Thursday, February 27, 2014

The wife really loves me, but even she doesn't ask me questions!


There's essentially a hard and and easy way to explain why people don't ask questions. Let's start easy and work to hard. 

My wife loves me more than anyone else. If you added up the love anyone else on the planet had for me, it wouldn't equal half the amount she feels for me. She's been my partner for more than a decade. She's seen the best and worst of me. For crying out loud, every once in a while, we walk in on each other going to the bathroom (that is some serious love). 
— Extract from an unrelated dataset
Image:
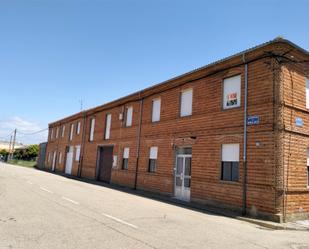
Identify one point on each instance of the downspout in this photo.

Having said all that, my wife will go weeks without asking me a question about my day and important events I know I've told her are coming up. So is the wife actually an evil person who is plotting against me, when all along I thought we were riding life's waves together? No. What she actually is, is a skimmer. 

My wife makes sure that our three kids have clean clothes. That we don't die of scurvy (she mixes in fruits). She has two jobs. She tries to have friends and usually least amongst everything else, she tries to take care of her self. So with the 60 minutes we have alone together each night before we pass out, she is usually just skimming for information. Her maternal instincts take precedent. Did anyone die today? Did anyone bleed? Did you tell your daughter you loved her? Then its business items: Did you pay the electricity bill? Any chance to sent your mom a Cinco De Mayo Card? On to personal grooming: Did you shower - you smell?

She's just covering the basics. She's skimming for information to make sure that we can at least get through tomorrow. By the time she's done, she usually has one brain cell left and that is used to watch the Bachelorette.

That's what everyone is doing these days, we are all just skimming. I love to read long form articles on the web. ESPN, The Atlantic, New Yorker, Rolling Stone. The skimming theory really hit me when a friend emailed me about an article we both read and commented on how offensive it was. I didn't recall it being offensive at all, but when I searched to bring it back up...there were all sorts of reviews about how biased the author was in righting about the subject. I re-read and sure enough, the author was way off base. But I was so busy skimming and sticking with only major plot lines, I wasn't getting the context of the story.

Think about our lives these days. Skimming for nuggets about friends on Facebook. In and out of world events with only what NPR tells us. Reading only the NY Times book reviews. When was the last time anyone listened to a full album of music? Conversation with my mom only occur If I can fit them in on a long drive. I ask my kids only the two most important parts of their day and generally ignore the context of the entire day. I read of people who get so overwhelmed by the amount information available when researching vacations, they end up not going.

In this day and age with so much data and technology its impossible to be bored and the only way we can survive is to skim it.